Western European foreign ministers showed apparent willingness today to go along with stiff political and economic sanctions against the Soviet Union if it invades Poland, but they put off committing themselves to a specific set of responses.

Instead, the 15 foreign ministers of the North Atlantic Treaty Organization agreed to begin drawing up a list of possible retaliatory moves so could adopt sanctions quickly at an emergency meeting if the Soviets invade Poland.

The purpose of the talks among Secretary of State Edmund S. Muskie and the other foreign ministers was to prepare a unified NATO response to any hostile Soviet move against Poland.A year ago, NATO was caught unprepared by the Soviet invasion of Afghanistan, and its response was scattered and had a mixed effect.

This time, Muskie told reporters after the closed session, "All the ministers regard Soviet intervention in Poland as the gravest sort of development that would call for the most serious kind of response."

They were generally reluctant, nonetheless, to commit themselves firmly to any specific set of measures, citing the uncertainty of the situation and the concern that such action might unnecessarily provoke the Kremlin.

In a session restricted to only the 15 foreign ministers and each member nation's permanent Brussels representative, NATO officials reportedly exchanged ideas on what action to take should the Soviets move against Poland. The extra secrecy was planned long beforee the Polish crisis as a means of permitting freer discussion, but it conveniently fit into the need for a frank discussion today.

Muskie was said by well-informed sources to have presented a list of possible measures to punish the Soviet Union across a broad field of international activity in the event of an invasion.

Afterwards, Muskie told reporters that other ministers had expressed a "very strong, positive, unanimous" view of the Polish situation. He said it had been emphasized that the consequences of a Soviet invasion should be made clear in the hope of dissuading Moscow from launching one.

But if Soviet force were used, Muskie said, the NATO ministers agreed to convene again in Brussels in emergency session to consider "a range of options" that would be developed in the meantime.

According to European sources, among the possible sanctions under consideration by NATO are:

Reecalling ambassadors from Moscow and cutting back Western diplomatic staffs there.

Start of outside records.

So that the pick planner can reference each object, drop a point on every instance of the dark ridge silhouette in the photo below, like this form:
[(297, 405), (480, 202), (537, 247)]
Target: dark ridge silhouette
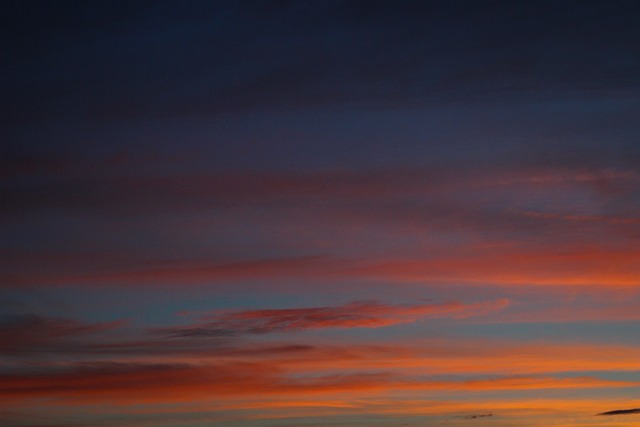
[(621, 412)]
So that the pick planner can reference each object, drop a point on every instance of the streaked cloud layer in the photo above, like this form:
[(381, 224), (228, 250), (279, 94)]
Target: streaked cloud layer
[(342, 213)]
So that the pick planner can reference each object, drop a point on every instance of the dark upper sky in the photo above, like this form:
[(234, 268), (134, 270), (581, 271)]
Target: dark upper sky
[(319, 212), (272, 84)]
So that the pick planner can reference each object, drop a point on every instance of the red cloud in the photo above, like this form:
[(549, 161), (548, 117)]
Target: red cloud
[(368, 314)]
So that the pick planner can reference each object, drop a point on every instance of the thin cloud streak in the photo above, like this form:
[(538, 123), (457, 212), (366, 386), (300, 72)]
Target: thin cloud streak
[(364, 314)]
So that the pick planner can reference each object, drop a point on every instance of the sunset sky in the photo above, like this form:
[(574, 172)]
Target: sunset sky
[(320, 213)]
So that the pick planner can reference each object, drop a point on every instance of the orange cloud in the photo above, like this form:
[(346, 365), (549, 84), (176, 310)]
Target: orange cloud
[(363, 314)]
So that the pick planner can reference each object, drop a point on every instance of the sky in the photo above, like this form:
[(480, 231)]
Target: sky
[(320, 213)]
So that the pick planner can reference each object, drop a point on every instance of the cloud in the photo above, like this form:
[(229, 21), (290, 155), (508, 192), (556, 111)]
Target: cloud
[(22, 334), (621, 412), (475, 416), (362, 314)]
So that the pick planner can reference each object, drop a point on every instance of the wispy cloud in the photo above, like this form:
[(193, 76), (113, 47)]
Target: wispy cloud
[(362, 314), (621, 412)]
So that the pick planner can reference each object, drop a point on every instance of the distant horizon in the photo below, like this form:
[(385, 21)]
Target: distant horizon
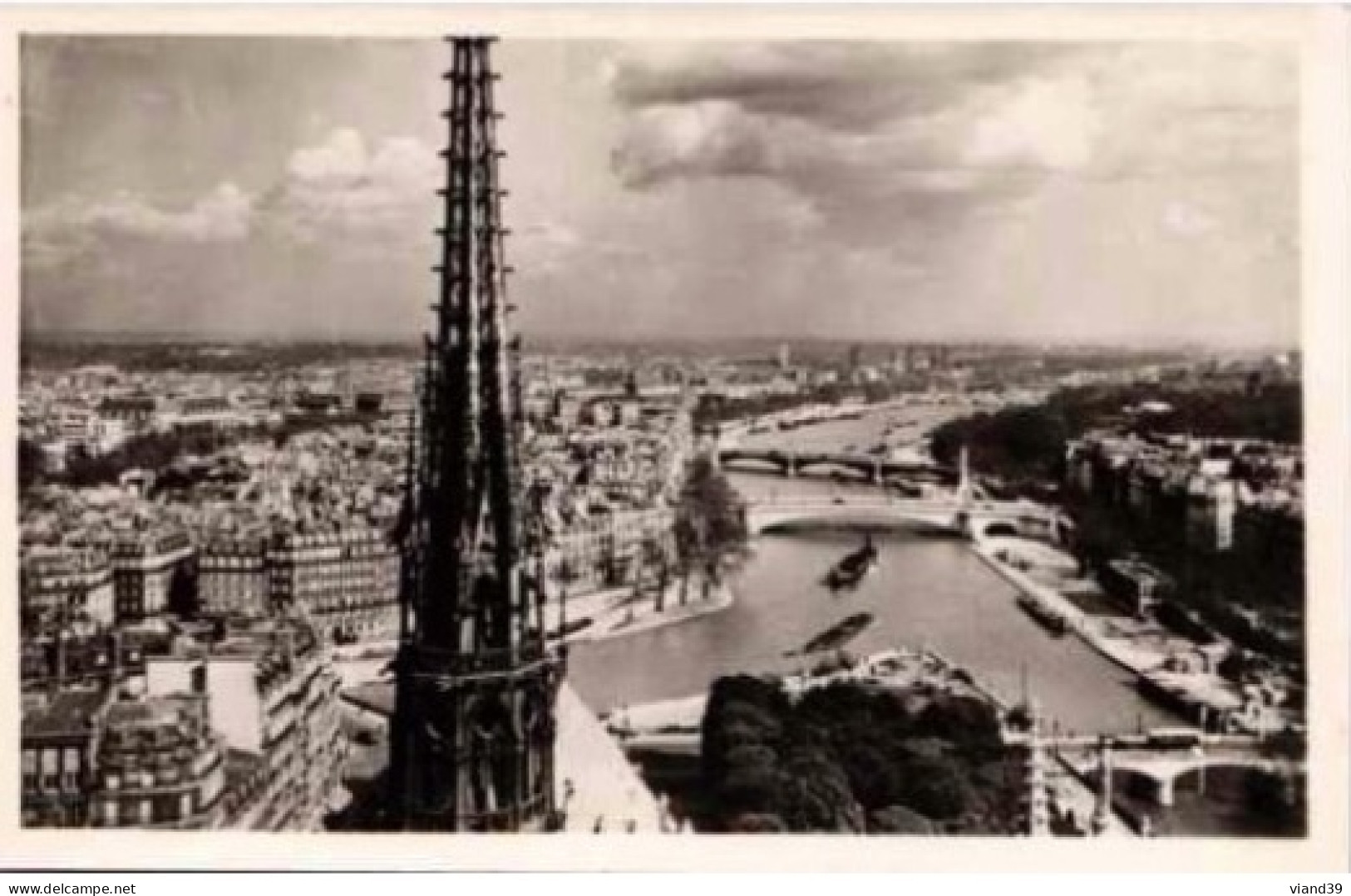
[(769, 342), (1050, 192)]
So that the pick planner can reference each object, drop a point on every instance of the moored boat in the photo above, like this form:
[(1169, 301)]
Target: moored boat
[(1050, 619)]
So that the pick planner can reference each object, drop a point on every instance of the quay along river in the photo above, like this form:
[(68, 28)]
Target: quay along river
[(925, 592)]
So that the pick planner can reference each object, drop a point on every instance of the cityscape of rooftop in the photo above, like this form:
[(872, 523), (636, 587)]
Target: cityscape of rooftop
[(905, 440)]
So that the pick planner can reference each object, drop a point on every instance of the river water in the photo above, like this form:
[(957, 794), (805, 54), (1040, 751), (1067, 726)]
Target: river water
[(927, 592)]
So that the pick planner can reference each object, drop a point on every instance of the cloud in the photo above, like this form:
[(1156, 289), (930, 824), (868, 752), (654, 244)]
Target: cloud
[(841, 84), (1041, 123), (222, 215), (341, 187)]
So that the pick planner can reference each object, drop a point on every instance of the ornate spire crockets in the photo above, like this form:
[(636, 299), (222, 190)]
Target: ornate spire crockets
[(473, 730)]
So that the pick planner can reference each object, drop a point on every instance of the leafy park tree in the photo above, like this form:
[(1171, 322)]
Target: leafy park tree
[(709, 529)]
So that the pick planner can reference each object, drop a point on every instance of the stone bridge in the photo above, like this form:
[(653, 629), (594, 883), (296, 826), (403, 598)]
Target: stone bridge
[(936, 514), (1163, 769), (866, 466)]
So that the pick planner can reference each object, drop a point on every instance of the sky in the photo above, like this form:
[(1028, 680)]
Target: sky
[(893, 191)]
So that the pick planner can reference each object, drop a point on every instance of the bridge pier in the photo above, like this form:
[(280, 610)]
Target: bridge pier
[(1166, 794)]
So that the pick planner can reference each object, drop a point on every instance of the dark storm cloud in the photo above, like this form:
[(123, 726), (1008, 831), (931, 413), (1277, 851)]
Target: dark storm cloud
[(842, 84)]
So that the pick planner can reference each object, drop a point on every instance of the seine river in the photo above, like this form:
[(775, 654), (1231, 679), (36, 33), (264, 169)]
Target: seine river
[(927, 592)]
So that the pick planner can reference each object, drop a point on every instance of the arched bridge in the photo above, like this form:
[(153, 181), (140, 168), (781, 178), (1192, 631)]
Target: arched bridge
[(939, 514), (1162, 769), (868, 466)]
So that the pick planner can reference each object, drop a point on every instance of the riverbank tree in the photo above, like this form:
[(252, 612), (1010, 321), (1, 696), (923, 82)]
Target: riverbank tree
[(709, 527), (851, 758)]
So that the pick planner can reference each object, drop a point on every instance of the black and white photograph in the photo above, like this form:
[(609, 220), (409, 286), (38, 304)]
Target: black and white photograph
[(746, 436)]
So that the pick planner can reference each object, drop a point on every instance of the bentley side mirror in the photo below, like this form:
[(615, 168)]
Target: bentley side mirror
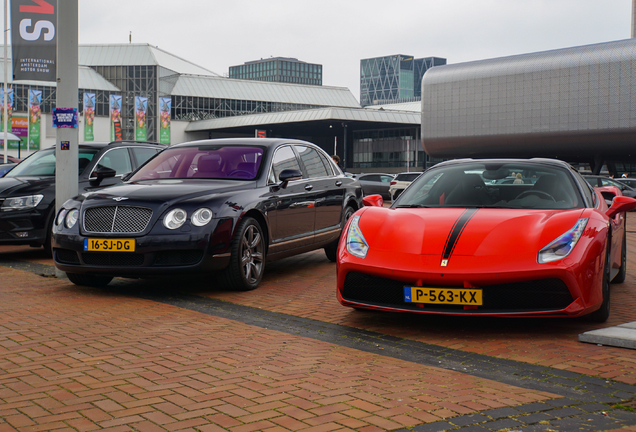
[(100, 174), (288, 175), (621, 204)]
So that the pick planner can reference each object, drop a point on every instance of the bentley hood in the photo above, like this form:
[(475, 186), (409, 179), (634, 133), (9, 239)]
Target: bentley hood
[(12, 186), (447, 232), (160, 191)]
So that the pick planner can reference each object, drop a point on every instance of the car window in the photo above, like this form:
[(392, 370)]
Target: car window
[(284, 158), (142, 154), (475, 185), (117, 159), (313, 162)]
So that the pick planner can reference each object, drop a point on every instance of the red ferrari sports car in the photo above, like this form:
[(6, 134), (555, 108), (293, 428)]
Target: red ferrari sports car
[(462, 240)]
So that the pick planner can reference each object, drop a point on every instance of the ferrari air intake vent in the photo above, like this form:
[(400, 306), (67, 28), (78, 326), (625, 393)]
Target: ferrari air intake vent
[(116, 219)]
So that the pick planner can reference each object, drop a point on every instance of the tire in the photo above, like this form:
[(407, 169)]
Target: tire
[(602, 314), (95, 281), (247, 260), (331, 250), (622, 271)]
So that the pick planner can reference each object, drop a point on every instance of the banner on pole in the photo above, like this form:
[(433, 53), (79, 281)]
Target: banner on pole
[(9, 109), (115, 115), (34, 39), (35, 116), (89, 116), (165, 106), (141, 104)]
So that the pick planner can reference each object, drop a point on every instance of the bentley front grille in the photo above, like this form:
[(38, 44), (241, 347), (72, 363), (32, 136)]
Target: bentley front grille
[(116, 219)]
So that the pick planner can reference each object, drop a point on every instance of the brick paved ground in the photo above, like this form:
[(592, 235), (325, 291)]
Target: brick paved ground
[(81, 359), (87, 359)]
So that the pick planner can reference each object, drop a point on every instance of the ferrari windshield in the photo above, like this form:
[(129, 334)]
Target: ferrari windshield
[(497, 185), (208, 162)]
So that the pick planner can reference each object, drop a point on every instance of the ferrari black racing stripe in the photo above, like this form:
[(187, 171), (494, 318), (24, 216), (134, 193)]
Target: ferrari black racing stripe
[(455, 233)]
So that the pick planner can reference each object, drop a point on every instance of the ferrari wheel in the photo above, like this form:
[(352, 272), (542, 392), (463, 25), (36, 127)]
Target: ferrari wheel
[(602, 314), (247, 261), (89, 280), (622, 271), (331, 250)]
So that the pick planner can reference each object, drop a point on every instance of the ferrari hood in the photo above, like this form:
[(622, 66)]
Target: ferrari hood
[(450, 232)]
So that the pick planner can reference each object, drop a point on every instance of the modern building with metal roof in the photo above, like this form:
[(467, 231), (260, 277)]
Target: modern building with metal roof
[(577, 104)]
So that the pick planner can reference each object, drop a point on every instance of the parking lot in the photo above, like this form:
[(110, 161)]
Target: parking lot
[(183, 354)]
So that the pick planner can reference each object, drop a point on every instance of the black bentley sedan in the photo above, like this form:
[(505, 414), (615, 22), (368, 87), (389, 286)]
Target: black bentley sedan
[(226, 205), (27, 192)]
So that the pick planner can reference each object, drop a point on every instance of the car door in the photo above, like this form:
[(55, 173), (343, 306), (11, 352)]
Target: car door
[(326, 189), (291, 209)]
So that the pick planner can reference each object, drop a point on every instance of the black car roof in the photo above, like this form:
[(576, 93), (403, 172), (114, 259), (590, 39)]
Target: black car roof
[(263, 142)]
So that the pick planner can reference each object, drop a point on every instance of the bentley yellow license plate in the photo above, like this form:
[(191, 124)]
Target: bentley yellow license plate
[(458, 296), (109, 245)]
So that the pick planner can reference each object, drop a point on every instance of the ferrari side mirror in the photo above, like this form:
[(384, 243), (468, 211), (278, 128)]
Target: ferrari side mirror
[(373, 201), (621, 204)]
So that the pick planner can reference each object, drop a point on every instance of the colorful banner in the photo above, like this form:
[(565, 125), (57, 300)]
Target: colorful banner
[(9, 109), (35, 117), (165, 105), (19, 128), (34, 40), (141, 104), (115, 114), (89, 116)]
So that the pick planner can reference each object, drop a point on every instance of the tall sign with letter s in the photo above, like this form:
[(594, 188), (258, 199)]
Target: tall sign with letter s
[(34, 39)]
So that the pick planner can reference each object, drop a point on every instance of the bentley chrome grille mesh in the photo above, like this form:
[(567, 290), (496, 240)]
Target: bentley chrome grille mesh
[(117, 219)]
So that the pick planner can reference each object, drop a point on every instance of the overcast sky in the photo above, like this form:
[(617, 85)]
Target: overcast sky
[(338, 33)]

Cancellation of some East-West conferences, including the Madrid conference to review the 1975 Helsinki agreement on European security, the Vienna talks on reducing troop concentrations in Europe and talks recently begun in Geneva on nuclear disarmament in Europe.

Rejecting new credits to Poland and the Soviet Union, which would effectively halt major economic and industrial projects including a planned 3,000-mile pipeline that would deliver natural gas from Siberia to Western Europe.

Further limitations on the sale by the West of high technology and strategic products to the Soviet Union.

U.S. officials said Muskie did not ask for solid commitments on these measures. The primary purpose of this round of consultations, they said, was to "lay the groundwork" for a clear, common Western response should it be needed.

This meant, according to one senior U.S. official, reaching "as clear an understanding as possible" of at least the directions Western sanctions would take.

The U.S. aim appeared to be to avoid both the lack of NATO preparedness that followed the invasion of Afghanistan and the irritation that developed within NATO when the United States and Europe failed to agree early on what the Soviet action meant or what to do about it.

Today's talks drew praise from European officials for their consultative nature. The apparent greater willingness this time of Western European states to back tough measures against Moscow was reflected in the comments of, among others, French Foreign Minister Jean Francois-Poncet.

"I did not see any significant differences [among allies]," Francois-Poncet said, adding later, "You would be greatly mistaken to think the economic and industrial interests of European countries would prevent them from drawing consequences from grave events."

With the tense Polish situation clearly dominating the attention of ministers here, tomorrow's communique was expected to include strong language warning the Soviets against an invasion and threatening grave consequences if an invasion occurs.

West German Foreign Minister Hans-Dietrich Genscher suggested that Moscow is already in violation of the Helsinki accord by massing troops along Poland's border.